A $20 billion project, Intel's microchip plants are aimed at enhancing the global economy, bolstering national security, and adding thousands of local jobs, DeWine and Gelsinger said.
Intel, which has plants in Oregon, Arizona, and now forthcoming in New Albany, near Columbus, plans to build the largest and most technologically advanced plants of its kind in the world.
Gelsinger boasted they will transform Ohio into "The Silicon Heartland."
Within the next five years, Intel plans to set up shop and employ 3,000 people at the plants and helping create 7,000 construction jobs.
High-tech jobs at Intel will average $135,000 in annual pay to make microchips that Gov. DeWine said simply are "the brains that power everything in our future"—cell phones, cars, farming combines, electronics, and even artificial intelligence and security intelligence.
"We cannot take the access to technology for granted," said Gelsinger, a native of western Pennsylvania. "This will make our supply chain more resilient."
He added, "This sends a message to China and the rest of the world that our essential products will be made right here in the United States.
"In Oregon, we have formed "the Silicon Valley," in Arizona we have formed "the Silicon Desert," and in Ohio we will build "the Silicon Heartland."
Gelsinger, who was at the White House the morning of Jan. 21 where he got to introduce President Joe Biden for an event, said there has been strong bi-partisan support to keep microchip plants in the United States.
Intel reportedly had originally considered putting the plant in China, but that plan was blocked by the White House. It wasn't known whether that plan was blocked by former President Donald Trump's administration or Biden's.
It is said to be Intel's first major project in 40 years.
Construction on the first Ohio plant is planned to begin later this year and be completed by 2025.
"This is a major win for Ohio and a game changer," DeWine said. "We worked, we fought, and we won to bring these jobs to Ohio.
"This is a special day for Ohio and a great day for Ohio," DeWine added. "This is about American jobs, it's about national security. We must make more products in the United States."
Since the beginning of the pandemic, the United States has been plagued with supply chain and workforce issues as well as a major short of microchips.
That has been heavily evidenced by the Ford Motor Company.
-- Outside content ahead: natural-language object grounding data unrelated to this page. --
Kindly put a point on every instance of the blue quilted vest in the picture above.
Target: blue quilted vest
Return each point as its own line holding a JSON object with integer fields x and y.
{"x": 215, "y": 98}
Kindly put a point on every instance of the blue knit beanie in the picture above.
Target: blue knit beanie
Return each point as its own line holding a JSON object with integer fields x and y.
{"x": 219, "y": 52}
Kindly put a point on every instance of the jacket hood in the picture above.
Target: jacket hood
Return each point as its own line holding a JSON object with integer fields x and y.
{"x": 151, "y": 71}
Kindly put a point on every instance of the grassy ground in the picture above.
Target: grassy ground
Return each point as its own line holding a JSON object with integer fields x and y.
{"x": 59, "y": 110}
The automaker's Ohio Assembly Plant in Avon Lake near Cleveland has had to park hundreds of heavy-duty trucks at nearby parking lots throughout Lorain County because the plant has not had microchips to install in them for several months.
The announcement for Intel's project comes about seven months after construction started on the Taiwan-based and Apple Partner, Taiwan Semiconductor Manufacturing on a new $12 billion chip plant in northern Phoenix, Arizona.
The Taiwan company, which is Intel's rival, purchased land near where three major interstates converge in the Grand Canyon State—Interstate 17, State Route 51 and the Loop 101, which is a north-south bypass that goes through the burgeoning suburbs west of Phoenix.
Intel also supports community and non-profit organization projects through matching grants, he said.
"We are investing in Ohio, and we will continue to invest in Ohio," Gelsinger said.